We have our Christmas tree up. We put up all of the "nice" ornaments, the collection of Hallmark ornaments that the kids have picked out each year, the hand me down ornaments from our parents, and all of the needlework ornaments. In the picture you can see some cross stitch ornaments, some ornaments made with plastic beads, a flying pig, a wooden rocking horse, a carved cat, a glass basketball, and an oldfashioned radio that can be tuned to a North Pole station. The rest of our ornament collection is equally eclectic.

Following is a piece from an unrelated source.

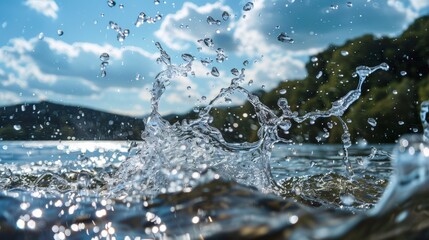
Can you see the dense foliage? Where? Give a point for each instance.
(391, 98)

I gave up on the large shoe box of kid-made ornaments. Some of them were made by my children and some of them were made by me and my brother when we were little. With an 8 ft high tree (with a chunk taken out of the back when my husband forgot it was on top of the van and drove into the garage anyway) there just wasn't enough room for styrofoam balls with colored pins stuck in them, pieces of cardboard with macaroni glued on them, or colored foam core creations. They will have to stay in the box and wait and see if we get a larger tree next year.
As it is, about half of our ornaments are hand made. They reflect memories of the people and places they came from as well as my children's passions as they grow up. Each year we have each of them pick out their own ornament to purchase. We have gone from Thomas the Tank Engine, to the Incredible Hulk, to a snowboarding polar bear with my son. Now he thinks he is too old and cool to pick an ornament. My daughter's choices have included a multicolored bird, an American Girl doll, three dalmation puppies, and this year a basketball.
I have been stitching and finished Scary Scraps. My son reminds me that it is Christmas now, not Halloween but it is not too early to start getting ready for next year. Mosey n' Me's story about Scary Scraps is that he was too poor for white linen so he is wrapped in scraps. Considering that his scraps are made up of needle necessities floss and Rainbow Gallery metallics as well as DMC, I don't think that he is really that poor. He was fun to stitch on 28 count over two threads. The different segments of pattern and color were bite sized segments that were easy to work on in the evening and I can't look at him without smiling.

1 comment:

  1. He looks wonderful! Congrats. I know what you mean about smiling. I don't think I can look at any of Frank's patterns without grinning.